I get the same means (first two numbers), but much larger uncertainties with Stan:

 same norm? 0.11509463050765173 0.11374671140722921 err: 0.15857910773382997 0.5286261376859842
 same y0? 1.2708374766432424 1.2714545692049999 err: 0.07524091396160146 0.25075389547048704

Here is a pairs/corner plot comparing the results from Stan (black) to the least squares covariance (blue):

Why do the results not coincide in this setting?

Nevermind, I found the bug. I was using statsmodels incorrectly.

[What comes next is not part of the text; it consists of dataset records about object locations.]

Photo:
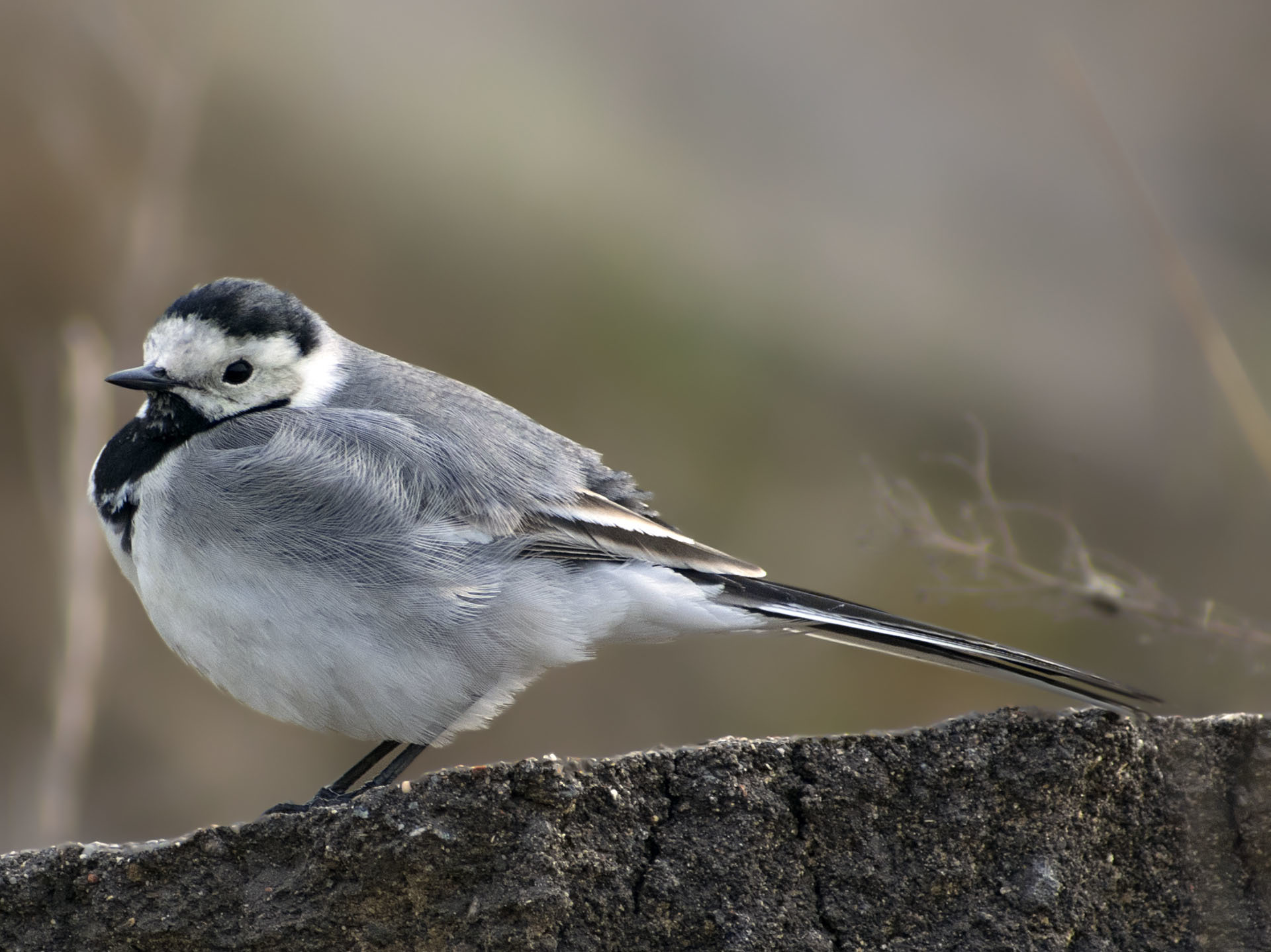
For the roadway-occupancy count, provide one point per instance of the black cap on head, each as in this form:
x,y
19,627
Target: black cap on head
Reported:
x,y
244,308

The covariance needs to be scaled by wls_results.scale.

Changing the line
cov_matrix = wls_results.cov_params()
to
cov_matrix = wls_results.cov_params() / wls_results.scale
gives consistent results between the Stan code and least squares.

Why is the model given by

y ~ normal(y0 + k * dx + norm * weight, yerr);

In particular, why are you multiplying norm*weight in the stan version? Usually, weighted least squares is equivalent to dividing the errors by the weight (in the WLS docs, this is described in the inverse way, “If you supply 1/W then the variables are pre- multiplied by 1/sqrt(W).” (I’m also unclear on your weight vs sqrt(weight).)

Sorry, this is a poorly chosen variable name. I did not use weight in the Stan code for the errors. The errors are stored in yerr, which is 1 in this example. weight is the shape of one component (red curve in the first plot).